「ここで得られた情報の中にはショートオーバルだけでなく、他のタイプのコースに対しても有効なものがあります。テストは開幕前にあと2回。バーミンガムの常設ロードコースと、ストリート用にセブリングで走ります」と話す佐藤の顔には充足感が浮かんでいた。一発の速さもあったが、連続周回でも安定したラップタイムを刻み続けるマシンとすることができていたからだ。

 2日間の総合で2番手につけたのは2014年のチャンピオン、ウィル・パワー(チーム・ペンスキー)だ。ベストは最終セッションに記録した19秒3878。「ユニバーサルキット装着のマシンは走らせていてとても楽しい。素晴らしいマシンだ。私たちのチームのマシンはこの2日間のテストを通じてとても速かった」とこちらも満足顔だった。
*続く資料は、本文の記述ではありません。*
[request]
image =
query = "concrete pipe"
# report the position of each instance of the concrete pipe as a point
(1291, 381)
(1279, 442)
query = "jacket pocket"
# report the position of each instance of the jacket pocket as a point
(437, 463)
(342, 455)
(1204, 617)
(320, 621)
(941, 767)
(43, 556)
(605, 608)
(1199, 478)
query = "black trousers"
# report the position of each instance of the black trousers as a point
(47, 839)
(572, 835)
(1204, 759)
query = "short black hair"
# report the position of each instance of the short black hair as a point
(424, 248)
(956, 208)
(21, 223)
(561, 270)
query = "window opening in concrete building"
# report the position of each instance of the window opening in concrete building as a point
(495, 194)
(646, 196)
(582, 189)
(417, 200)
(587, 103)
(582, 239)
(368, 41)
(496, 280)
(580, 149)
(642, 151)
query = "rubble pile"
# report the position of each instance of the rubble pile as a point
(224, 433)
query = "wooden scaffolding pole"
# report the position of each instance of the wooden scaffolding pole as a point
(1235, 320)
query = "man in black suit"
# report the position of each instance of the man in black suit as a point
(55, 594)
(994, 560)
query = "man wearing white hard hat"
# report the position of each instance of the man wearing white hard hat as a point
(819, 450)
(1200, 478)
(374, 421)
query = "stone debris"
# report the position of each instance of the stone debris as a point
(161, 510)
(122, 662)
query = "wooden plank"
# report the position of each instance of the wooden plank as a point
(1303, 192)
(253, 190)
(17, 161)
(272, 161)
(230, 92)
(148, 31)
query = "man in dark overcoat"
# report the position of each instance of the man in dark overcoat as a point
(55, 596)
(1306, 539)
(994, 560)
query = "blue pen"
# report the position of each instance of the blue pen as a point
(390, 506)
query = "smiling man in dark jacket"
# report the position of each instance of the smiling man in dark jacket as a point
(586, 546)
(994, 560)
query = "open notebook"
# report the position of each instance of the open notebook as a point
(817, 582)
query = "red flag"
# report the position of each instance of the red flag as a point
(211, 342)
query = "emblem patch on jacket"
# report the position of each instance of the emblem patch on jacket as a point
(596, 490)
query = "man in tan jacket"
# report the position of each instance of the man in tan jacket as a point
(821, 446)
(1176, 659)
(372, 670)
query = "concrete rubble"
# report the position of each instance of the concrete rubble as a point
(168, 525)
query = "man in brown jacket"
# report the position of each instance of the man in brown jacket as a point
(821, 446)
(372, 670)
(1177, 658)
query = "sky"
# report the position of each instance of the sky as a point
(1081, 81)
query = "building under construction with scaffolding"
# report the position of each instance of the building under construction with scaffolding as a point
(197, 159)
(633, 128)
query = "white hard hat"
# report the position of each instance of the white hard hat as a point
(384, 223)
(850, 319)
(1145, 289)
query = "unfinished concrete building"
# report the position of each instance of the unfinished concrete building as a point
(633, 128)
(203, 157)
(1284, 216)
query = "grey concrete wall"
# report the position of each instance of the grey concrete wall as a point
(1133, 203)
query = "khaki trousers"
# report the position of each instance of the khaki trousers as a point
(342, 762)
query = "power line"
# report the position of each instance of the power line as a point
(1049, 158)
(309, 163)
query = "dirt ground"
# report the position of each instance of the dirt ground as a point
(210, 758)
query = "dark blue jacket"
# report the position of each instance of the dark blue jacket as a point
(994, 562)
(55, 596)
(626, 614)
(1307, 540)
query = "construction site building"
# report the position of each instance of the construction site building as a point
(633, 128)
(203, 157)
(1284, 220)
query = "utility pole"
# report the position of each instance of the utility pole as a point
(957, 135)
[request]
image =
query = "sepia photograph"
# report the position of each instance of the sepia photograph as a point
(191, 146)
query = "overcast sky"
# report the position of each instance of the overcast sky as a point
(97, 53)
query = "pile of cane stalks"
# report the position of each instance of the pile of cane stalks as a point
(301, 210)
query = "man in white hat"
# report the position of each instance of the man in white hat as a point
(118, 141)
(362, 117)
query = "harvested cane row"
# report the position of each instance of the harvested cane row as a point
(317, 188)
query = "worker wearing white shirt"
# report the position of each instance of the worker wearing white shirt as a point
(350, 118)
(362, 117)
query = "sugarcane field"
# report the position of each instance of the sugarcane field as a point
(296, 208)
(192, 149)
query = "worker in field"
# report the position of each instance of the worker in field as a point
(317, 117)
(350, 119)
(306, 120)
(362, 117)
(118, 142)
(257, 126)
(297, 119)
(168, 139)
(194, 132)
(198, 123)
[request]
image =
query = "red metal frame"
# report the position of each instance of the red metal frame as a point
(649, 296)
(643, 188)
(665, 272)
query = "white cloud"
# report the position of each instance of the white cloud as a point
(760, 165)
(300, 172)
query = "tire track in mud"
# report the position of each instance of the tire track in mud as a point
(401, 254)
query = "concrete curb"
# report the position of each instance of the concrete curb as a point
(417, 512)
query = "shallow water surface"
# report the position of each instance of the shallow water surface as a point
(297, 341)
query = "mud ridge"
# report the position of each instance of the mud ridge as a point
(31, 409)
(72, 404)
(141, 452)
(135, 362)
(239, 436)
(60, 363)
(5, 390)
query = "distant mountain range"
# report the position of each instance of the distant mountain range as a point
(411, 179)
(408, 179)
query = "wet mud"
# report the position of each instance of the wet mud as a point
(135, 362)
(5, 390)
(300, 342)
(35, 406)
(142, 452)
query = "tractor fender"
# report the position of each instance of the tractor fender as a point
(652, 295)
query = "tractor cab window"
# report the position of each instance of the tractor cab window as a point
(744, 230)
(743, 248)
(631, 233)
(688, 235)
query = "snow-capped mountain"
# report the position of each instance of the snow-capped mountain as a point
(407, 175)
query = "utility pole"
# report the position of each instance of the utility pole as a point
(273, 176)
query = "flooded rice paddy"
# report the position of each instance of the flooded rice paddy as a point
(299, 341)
安定した速さをみせるチーム・ペンスキーのウィル・パワー

 3番手はトニー・カナーン(AJ・フォイト・レーシング)。チップ・ガナッシ・レーシングからの移籍はこれまでのところ大成功と映っている。伝説のドライバー、フォイトのチームでベテランは一花咲かせることができるかもしれない。

AJフォイトに移籍したトニー・カナーン

 チームメイトのブラジル出身ルーキー、19歳のマテウス・レイストも13番手につけた。もちろんルーキー最速だ。彼はスピン1回、ウォールへの軽いヒットが2回あったが、デビューシーズンからかなりのパフォーマンスを発揮するものとの期待が持てる2日間の合同テストとできていた。

 2日間の総合4番手は昨年度チャンピオンのジョセフ・ニューガーデン(チーム・ペンスキー)。ベストは最終セッションでの19秒4257。5番手はレイホールで、6番手はマルコ・アンドレッティ(アンドレッティ・ブライアン・ハータ・オートスポート)、7番手はアレクサンダー・ロッシ(アンドレッティ・オートスポート)だった。

今年はブライアン・ハータが共同オーナーを務める98号車からエントリーのマルコ・アンドレッティ

 四度のタイトル獲得経験を誇るスコット・ディクソン(チップ・ガナッシ・レーシング)は、最終的に8番手。彼のベストは19秒5152で、そのタイムを出した最終セッションに彼はこのテストで唯一となるアクシデントを走行終了およそ30分前に起こした。ただし、アクシデントと言っても、壁にタッチしてサスペンションアームを曲げた程度だった。

 開幕まで残すは1カ月。ストリートでの開幕戦に向け、出場チームはさらにテストを重ねる。